Of course, you'll want to do some jotting and scribbling still to get your thoughts moving, and maybe write an outline or some such for the paper. But I find that keeping that stuff organized is simple — one text file for jotting, one for outlining, one for the paper itself, and there you go.
posted by nebulawindphone at 9:42 AM on April 24, 2009 [1 favorite]

Honestly, I found that I didn't really use my notes at all when taking the comps. If you need the notes to help process the information, great, otherwise, I'd probably limit it to just referencing, e.g., "book X suggests Y and has problems Z, ZZ, and ZZZ."
posted by paultopia at 10:43 AM on April 24, 2009

Best answer: Okay, there is one thing that absolutely made the difference for me, when I took my comps. It not only helped me study the material, but it also helped me be perfectly prepared during the test itself.

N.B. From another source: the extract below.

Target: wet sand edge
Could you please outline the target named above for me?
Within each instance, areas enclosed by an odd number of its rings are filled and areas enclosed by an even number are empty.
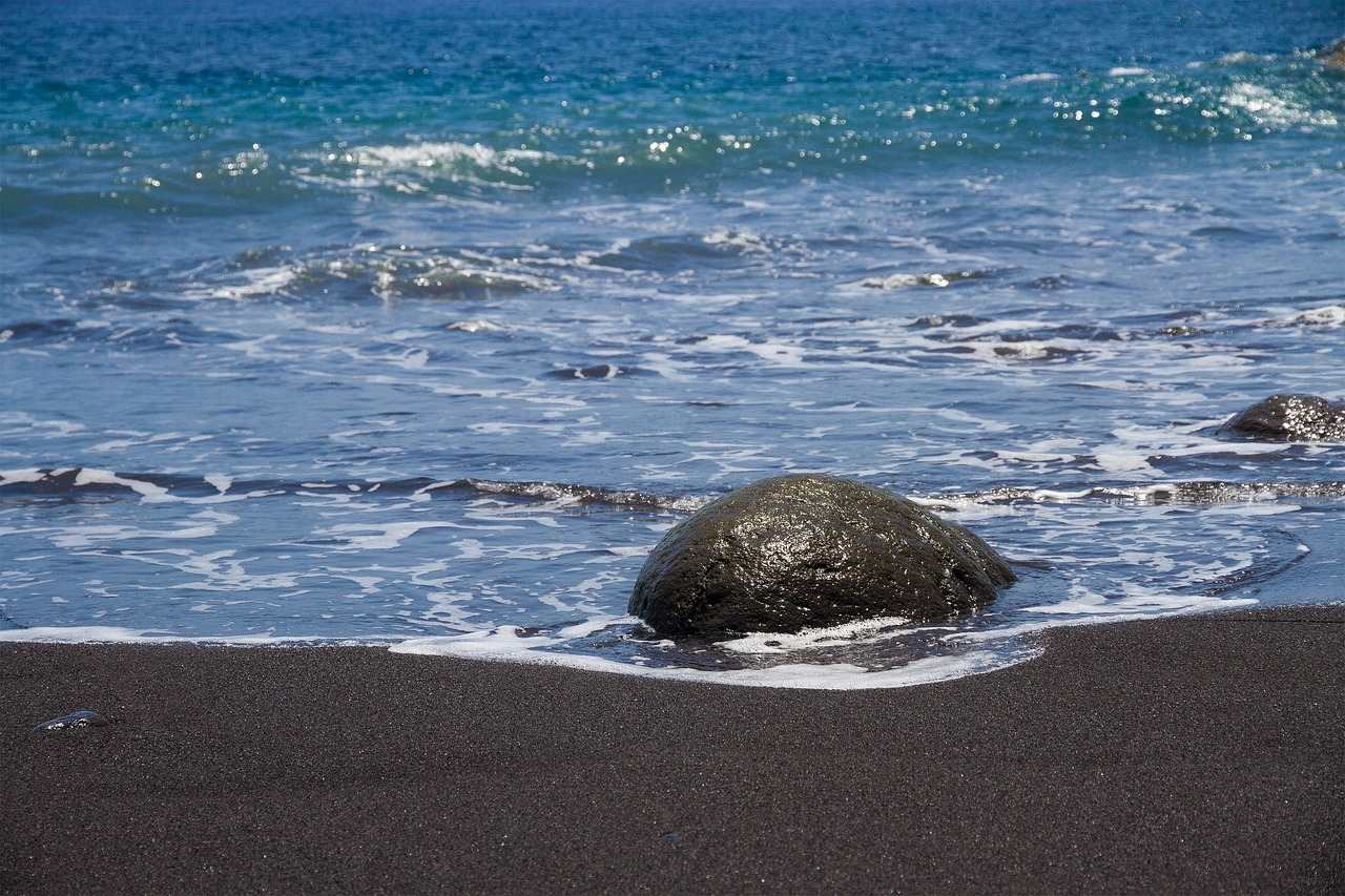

I made a list of quotes from each book/article that were central the the piece's main point. You know, the thesis statement, or the perfect sentence or two that expressed the main gist of their evidence, etc. I'd have about a page or two of these key quotes for each piece.

There were several reasons why this was so helpful. First, going through and figuring out which quotes would be the most helpful to me was a great way to really get comfortable with the material. Second, it meant that, as soon as I read the questions on the exam and started to panic because they were so complicated, I could easily go through my Pages of Notes and separate out the ones that related to the question -- it definitely helped keep the panic at bay and organize my thoughts. Third, it meant that, right at my fingertips, I had any of the main quotes I'd possibly want to use to help form my answer.

I'm assuming, of course, that you'll be able to look at notes during your exam.
posted by Ms. Saint at 10:46 AM on April 24, 2009 [1 favorite]

I found Endnote to be extremely valuable in prepping for and writing my comp (and my aborted dissertation too). To use it for note taking, I would use the Word plug-in and type my notes for each article in Word. This was especially useful if, in reading one article, I was reminded of something in a different one.
posted by bluejayway at 12:07 PM on April 24, 2009

I didn't find any special software very useful, and I had about the same amount of reading as you do. I did the following:

-read each chapter of each book and then took notes on it
-wrote 5-8 page essay-style write-ups of all the notes from each book
-wrote up 3-4 pages of notes on each article
-devised some likely essay questions and wrote them as 'practice exams'

What I would do differently in retrospect is probably be less slavishly faithful in my original notetaking to the context of each book/article. I'd want to be reading the pieces against each other from an earlier point, rather than what I did, which was (1) get them all under my belt individually, and then (2) start the comparing and contrasting.
posted by Beardman at 6:03 PM on April 24, 2009

DEVONthink is what you need. All your pdfs in one place with notes attached and indexed.